コトのミコト ~はじめに言ありき~

宇佐美充

第1話

はじめにことばがあった。

言は神と共にあった。

言は神であった。


ヨハネ福音書


【序章】


彼女がその洋館を訪れたのは、年の瀬も押し迫る冬至の日のことだった。


アッシュに染めたショート、前髪は左右非対称にカットされ、右目はほとんど隠れている。左耳には聖母マリアの銀のピアス。


小柄で華奢に見えるが、幼い頃から幾つもの武術を習ってきた。

鍛え抜かれた身体は鋼のような筋肉をつくり、美しく引き締まっている。


着ている制服は彼女が通う高校のものだ。

薄いピンク色のジャケット、胸元には赤いリボン、幅広のブリーツが入ったチェックのスカート。
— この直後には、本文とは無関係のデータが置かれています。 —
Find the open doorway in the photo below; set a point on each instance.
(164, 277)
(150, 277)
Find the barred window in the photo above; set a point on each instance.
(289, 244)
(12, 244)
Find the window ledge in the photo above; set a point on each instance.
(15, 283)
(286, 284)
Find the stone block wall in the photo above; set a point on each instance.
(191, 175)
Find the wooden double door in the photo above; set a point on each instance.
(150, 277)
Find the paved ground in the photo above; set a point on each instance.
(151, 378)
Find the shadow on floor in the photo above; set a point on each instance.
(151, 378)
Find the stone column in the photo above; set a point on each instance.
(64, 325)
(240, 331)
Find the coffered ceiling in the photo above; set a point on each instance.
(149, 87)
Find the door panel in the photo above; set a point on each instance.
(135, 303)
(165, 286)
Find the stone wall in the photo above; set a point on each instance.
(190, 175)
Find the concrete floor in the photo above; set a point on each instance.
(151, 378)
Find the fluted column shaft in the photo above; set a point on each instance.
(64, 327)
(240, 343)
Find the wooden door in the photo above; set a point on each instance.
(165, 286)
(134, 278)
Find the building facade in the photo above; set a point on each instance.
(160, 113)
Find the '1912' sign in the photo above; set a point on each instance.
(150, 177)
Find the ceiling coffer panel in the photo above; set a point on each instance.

都内北部、名の知れたキリスト教系の進学校でありながら比較的校則はゆるい。



肌を刺すような寒風が吹きすさぶ夕刻、彼女―唐沢 言カラサワ コトは豊島区要町の旧江戸川乱歩邸の程近くへとやって来た。そして、枯れたツタが絡む、白壁の屋敷の中に消えた。
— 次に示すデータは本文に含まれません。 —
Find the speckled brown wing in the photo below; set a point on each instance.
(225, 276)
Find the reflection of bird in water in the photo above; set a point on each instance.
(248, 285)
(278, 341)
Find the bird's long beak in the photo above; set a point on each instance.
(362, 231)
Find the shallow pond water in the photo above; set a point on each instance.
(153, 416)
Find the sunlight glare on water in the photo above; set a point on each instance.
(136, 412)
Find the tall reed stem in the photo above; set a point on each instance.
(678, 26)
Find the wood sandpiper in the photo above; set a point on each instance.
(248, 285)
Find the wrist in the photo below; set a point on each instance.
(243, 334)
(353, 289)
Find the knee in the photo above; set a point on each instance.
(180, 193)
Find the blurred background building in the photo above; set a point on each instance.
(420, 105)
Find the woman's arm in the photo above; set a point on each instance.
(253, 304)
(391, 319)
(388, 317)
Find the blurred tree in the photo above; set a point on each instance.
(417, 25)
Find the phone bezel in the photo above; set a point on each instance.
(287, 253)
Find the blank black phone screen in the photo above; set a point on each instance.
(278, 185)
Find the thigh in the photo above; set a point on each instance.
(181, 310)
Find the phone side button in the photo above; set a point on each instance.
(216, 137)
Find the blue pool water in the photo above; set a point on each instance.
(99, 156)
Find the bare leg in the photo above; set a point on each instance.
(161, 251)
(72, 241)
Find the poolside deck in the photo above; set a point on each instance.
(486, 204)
窓から射し込む夕陽に照らされ、屋敷内にはわずかに明るさが残っていた。

ほのかな物の輪郭をたどり、コトは住む者を無くして廃墟と化した屋敷の探索を開始した。


#任務内容

【豊島区要町の廃洋館・旧華族・安藤邸内に巣食う怨魔おんまを殲滅せよ】


これが真言密教の総本山高野山から、コトの父親が宮司を務める山吹八幡宮に通達された任務だった。


玄関ホールの床に落下したシャンデリア。

ガラス片を避けながら、コトは屋敷の奥に向かった。


中央廊下の壁には、屋敷の主とその家族の肖像画が複数、飾られている。

だがそのどれもがズタズタに引き裂かれていた。

そして、リビングに通じる扉には赤黒い血の跡がべったりと…。


―もしもこの不気味な場にコトと同じ年頃の少女が一人立たされたなら、きっと誰もが悲鳴をあげて一目散に逃げ出すはずだ。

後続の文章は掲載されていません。